When running ‘nvidia-smi dmon --gpm-metrics=2,3,4,5’ (other metric choices present the same issue)
each gpm metric is reported as ‘0’ for the first update and ‘-’ thereafter.
Since nvidia-smi wraps nvml, I wrote a quick C++ nvml program to test gpm-metrics queries. ‘nvmlGpmQueryDeviceSupport’ returns isSupportedDevice=0 for both cards listed above (both Ampere).
From the NVML API ref, Ampere is not listed as a fully supported device architecture.
nvidia-smi man page also states “If any of the metric is not supported on the device or any other error in fetching the metric is reported as “-” in the output data.”
I see no change no matter if I access the gpm metrics as a regular user or as “root” - is there some kernel module parameter that needs to be enabled to allow access to the gpm metrics?

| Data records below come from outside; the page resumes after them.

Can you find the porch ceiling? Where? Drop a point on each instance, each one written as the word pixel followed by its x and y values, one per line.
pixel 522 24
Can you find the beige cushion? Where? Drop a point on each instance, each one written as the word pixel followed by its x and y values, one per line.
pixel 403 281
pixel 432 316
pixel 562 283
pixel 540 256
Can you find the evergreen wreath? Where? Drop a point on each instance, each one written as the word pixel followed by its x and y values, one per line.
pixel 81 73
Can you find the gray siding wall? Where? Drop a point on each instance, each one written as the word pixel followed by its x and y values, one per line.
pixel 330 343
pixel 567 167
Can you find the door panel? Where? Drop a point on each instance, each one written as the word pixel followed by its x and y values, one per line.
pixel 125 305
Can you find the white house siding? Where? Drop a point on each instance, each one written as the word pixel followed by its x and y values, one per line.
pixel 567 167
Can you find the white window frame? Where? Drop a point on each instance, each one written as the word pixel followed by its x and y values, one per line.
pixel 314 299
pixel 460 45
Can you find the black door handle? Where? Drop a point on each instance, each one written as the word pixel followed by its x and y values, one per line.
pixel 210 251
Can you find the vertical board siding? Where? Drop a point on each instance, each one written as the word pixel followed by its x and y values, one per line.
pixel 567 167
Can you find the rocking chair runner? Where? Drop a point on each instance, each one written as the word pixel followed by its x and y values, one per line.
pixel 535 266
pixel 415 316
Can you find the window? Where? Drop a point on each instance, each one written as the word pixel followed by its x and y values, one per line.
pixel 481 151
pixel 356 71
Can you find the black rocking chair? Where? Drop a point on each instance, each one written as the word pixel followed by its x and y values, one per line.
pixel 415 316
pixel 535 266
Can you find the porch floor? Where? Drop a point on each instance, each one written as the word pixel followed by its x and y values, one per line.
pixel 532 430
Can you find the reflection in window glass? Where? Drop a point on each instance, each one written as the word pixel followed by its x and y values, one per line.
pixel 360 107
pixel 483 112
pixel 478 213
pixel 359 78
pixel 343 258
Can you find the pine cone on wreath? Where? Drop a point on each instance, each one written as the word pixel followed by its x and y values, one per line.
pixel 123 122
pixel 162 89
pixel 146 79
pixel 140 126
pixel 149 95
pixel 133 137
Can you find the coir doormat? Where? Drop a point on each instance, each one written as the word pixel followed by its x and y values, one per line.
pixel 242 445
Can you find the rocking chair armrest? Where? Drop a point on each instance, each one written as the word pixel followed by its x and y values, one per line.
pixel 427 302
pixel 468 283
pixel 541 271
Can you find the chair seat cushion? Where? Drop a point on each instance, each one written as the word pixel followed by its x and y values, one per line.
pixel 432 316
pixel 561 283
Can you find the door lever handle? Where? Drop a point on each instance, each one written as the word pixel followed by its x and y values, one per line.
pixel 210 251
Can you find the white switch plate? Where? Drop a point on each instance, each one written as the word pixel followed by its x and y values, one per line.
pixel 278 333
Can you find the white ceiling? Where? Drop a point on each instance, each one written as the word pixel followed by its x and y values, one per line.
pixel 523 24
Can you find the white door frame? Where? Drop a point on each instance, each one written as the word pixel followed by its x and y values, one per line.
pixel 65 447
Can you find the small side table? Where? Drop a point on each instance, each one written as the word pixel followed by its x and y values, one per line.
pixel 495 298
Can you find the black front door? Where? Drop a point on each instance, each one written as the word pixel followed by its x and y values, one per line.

Hi @nsmeds – I was using the documentation in the header file regarding supported devices:
It wasn’t clear if the A100 was technically considered Tesla since the ‘Tesla’ moniker was dropped at the same time as its initial release, instead it was branded Data Center GPU. But the API ref doc you linked clears that up.
I haven’t had the opportunity to test if ‘isSupportedDevice’ returns True for an older card like the V100; that might help determine if it’s truly a support-level issue, or if, like you mention, a kernel parameter needs to be set in order to use.
This usage appears to work, though. Also from the man page for nvidia-smi. Even PCI metrics appears :-D Next step would be to see if they can be verified. It is not clear what is shown, instantaneous values or a mean over the sample interval. But at least it is something that probably can be used for comparaisons between runs.
And there is no indication of FP usage, or tensor core utilization and other metrics that are also of interest.
So the return code from the query is correct. It would be good if nvidia-smi wrote a warning that some metrics requested are nor available and then output “-” consistently for these (not only three first iteration).